3) What is happening with the interaction of “earth” (our domain) and “heaven” (God’s domain)? And how does this align with the prayer that Jesus gave us, “Your Kingdom come, Your will be done, ON EARTH, as it IS in HEAVEN.”
Here’s what I’m getting at. There’s nothing inherently wrong with making some of the above statements about expectations or thoughts about Heaven and what it will be like. In fact, the anticipation and hope of Heaven is one of our greatest gifts. But I do think more intentionality could be given to describe WHICH Heaven we are talking about.
Jesus spoke of the “Kingdom of God/Heaven,” as God’s reigning and ruling presence on earth. It’s what He came to announce and establish (leaving us in charge of implementing it). He spoke of “Paradise” as being the place to which the dead immediately go to when they die (in the presence of God and Himself? Yes, of course. The final destination and/or home? No.) Isaiah, Peter, Paul, and John all talk about the “new Heavens and the new Earth” when talking about the end of all things, the final destination, when God truly and finally puts the world to rights and dwells once again with man as He did in the beginning. When Heaven is JOINED to Earth. Our final “home,” if you will, is not in “heaven” (God’s current realm, what Jesus called Paradise), but in the NEW heavens and earth. THAT is our final destination. THAT is our final hope. THAT is when we receive our resurrected bodies and enjoy the wonder and beauty and glory of God’s restored, renewed creation in perfect harmony, peace, and love.
I just wonder if sometimes we confuse ourselves and others when we use the two interchangeably.
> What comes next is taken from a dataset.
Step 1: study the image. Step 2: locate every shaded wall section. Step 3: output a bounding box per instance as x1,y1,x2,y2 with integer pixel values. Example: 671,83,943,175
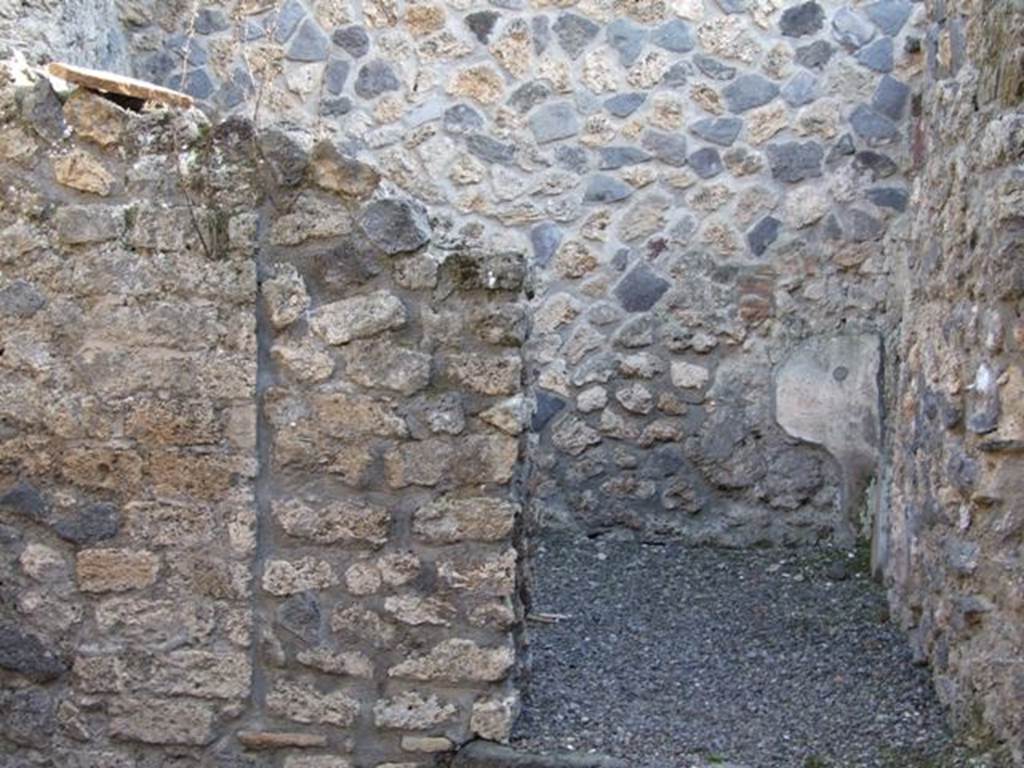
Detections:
0,67,525,768
887,2,1024,764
When we use the term “Heaven” to describe both where we go when we die, AND where we go AFTER the place we go after we die (when God puts all the world to rights, and brings all of “heaven” with him to re-join the new earth). There is “life-after-death,” AND there’s “life-AFTER-life-after-death.” Two similar, but very different realities and places.
Or maybe, if you’re like I was about 4 years ago, you never realized there’s a difference? Maybe you, just like I did, sorta lumped all we knew (or thought we knew) about “heaven” in to one big pile in our minds, and thought of it all as the “place” we go when we die. If that’s the case, I encourage you to do some reading and studying… I think you’ll be pleasantly surprised.
Other Scriptures to read would include:
-1 Corinthians 15
-2 Peter 3
What do you think?
When you use the word “Heaven,” what are you thinking/referring/meaning?